Sales rose 5.7 percent to 20.4 billion pounds as the firm used its mid-market positioning to take custom from upmarket rivals like Marks & Spencer and Waitrose, while also attracting budget-focussed shoppers with innovative campaigns like “Feed you family for a fiver” and “Switch to save” on own-brand goods.
The dividend was lifted 10 percent to 13.2 pence.
King said customer numbers had risen to 18 million a week from 14 million when he joined five years ago.
But some analysts are critical of the improvement in profitability. Sainsbury’s underlying retail profit margin — up 26 basis points to 3.26 percent — lags rivals, due largely to its higher rent bill. Tesco’s UK trading margin is 6.2 percent.
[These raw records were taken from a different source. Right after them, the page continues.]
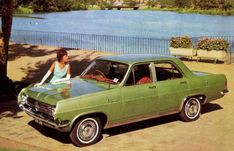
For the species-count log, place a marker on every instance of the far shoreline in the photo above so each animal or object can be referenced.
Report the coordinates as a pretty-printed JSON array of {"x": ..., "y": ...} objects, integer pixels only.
[{"x": 214, "y": 12}]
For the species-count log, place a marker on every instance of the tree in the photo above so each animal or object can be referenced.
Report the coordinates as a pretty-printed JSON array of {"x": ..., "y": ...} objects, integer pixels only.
[
  {"x": 7, "y": 89},
  {"x": 6, "y": 11}
]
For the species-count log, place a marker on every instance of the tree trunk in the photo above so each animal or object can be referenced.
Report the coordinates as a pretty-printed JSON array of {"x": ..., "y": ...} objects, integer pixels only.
[{"x": 7, "y": 10}]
Finance Director Darren Shapland said he expected a little bit of an improvement in operating margin this financial year, and that he was comfortable with analysts’ consensus profit forecast for 2009-10 of about 575 million pounds.
Sainsbury’s shares dipped 2.8 percent to 330.75 pence in early trade. By 3:30 p.m. they were down 0.6 percent at 338.25 pence, outperforming a 1.5 percent decline on the DJ Stoxx European Retail Index.
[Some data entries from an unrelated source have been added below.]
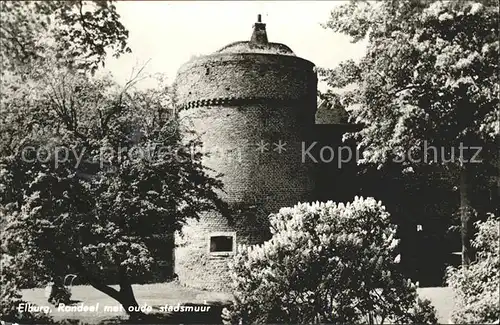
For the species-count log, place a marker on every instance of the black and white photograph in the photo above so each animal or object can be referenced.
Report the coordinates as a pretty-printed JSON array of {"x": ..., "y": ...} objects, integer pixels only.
[{"x": 249, "y": 162}]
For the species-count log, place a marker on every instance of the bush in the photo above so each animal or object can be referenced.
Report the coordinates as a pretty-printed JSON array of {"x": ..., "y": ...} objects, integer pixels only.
[
  {"x": 325, "y": 263},
  {"x": 476, "y": 287}
]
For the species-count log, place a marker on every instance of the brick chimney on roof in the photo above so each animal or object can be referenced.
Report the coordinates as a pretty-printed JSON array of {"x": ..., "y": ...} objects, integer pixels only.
[{"x": 259, "y": 34}]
The stock trades at 15.1 times forecast earnings for 2009-10, above Tesco on 10.5 times and Wm Morrison Supermarkets on 11.4 times, according to Reuters data.
Execution analyst Caroline Gulliver said the combination of low margins and high share price valuation were behind her “sell” rating on the stock — “particularly against slowing food price inflation and a potentially stronger competitive threat.”
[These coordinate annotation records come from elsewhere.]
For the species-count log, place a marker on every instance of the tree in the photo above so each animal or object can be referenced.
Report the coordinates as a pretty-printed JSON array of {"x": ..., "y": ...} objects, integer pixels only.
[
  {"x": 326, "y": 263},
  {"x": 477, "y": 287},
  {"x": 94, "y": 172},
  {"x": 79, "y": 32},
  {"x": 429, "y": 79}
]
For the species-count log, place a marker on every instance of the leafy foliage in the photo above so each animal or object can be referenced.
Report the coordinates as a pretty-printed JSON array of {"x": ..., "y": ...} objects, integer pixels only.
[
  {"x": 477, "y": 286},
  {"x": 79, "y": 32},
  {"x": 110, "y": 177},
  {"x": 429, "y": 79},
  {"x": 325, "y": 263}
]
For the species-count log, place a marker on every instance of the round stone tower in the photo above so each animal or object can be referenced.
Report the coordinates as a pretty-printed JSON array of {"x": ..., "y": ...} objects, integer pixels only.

Last week, market leader Tesco announced a 150-million pound investment in its Clubcard customer loyalty plan.
UBS analysts, however, were impressed with “another solid set of numbers from the increasingly dependable Sainsbury.”
Sainsbury said it planned to increase selling space by 5 percent in 2009-10, or about 850,000 square feet, up from 4 percent in 2008-9, and at least match that growth in the future.
Around half of the new space will be allocated to non-food ranges following the success of the group’s TU clothing brand, and it will launch a non-food online site in the coming weeks.
It will also open 50 convenience stores this year and 100 in 2010-2011 to tap trends for more frequent and local shopping.
Rivals are also expanding rapidly, and King conceded competition would be tough.
“If you added up the ambition that everybody has laid out, that probably all can’t be achieved. It adds up to more than the amount of growth this market has typically seen over the last 10 to 20 years,” he said.
But he was confident Sainsbury could deliver good returns on its plans because of its strong sales performance and the fact much of its new space will be store extensions.
Sainsbury said it was looking for a new chairman to replace Philip Hampton who recently took the helm at Royal Bank of Scotland. Hampton described the search as “advanced.”
The group said its bank joint venture with Lloyds swung to a post-tax profit of 4 million pounds after a loss of 3 million the year before, and had seen 4,000 customers a week signing up for an internet saver account launched in February.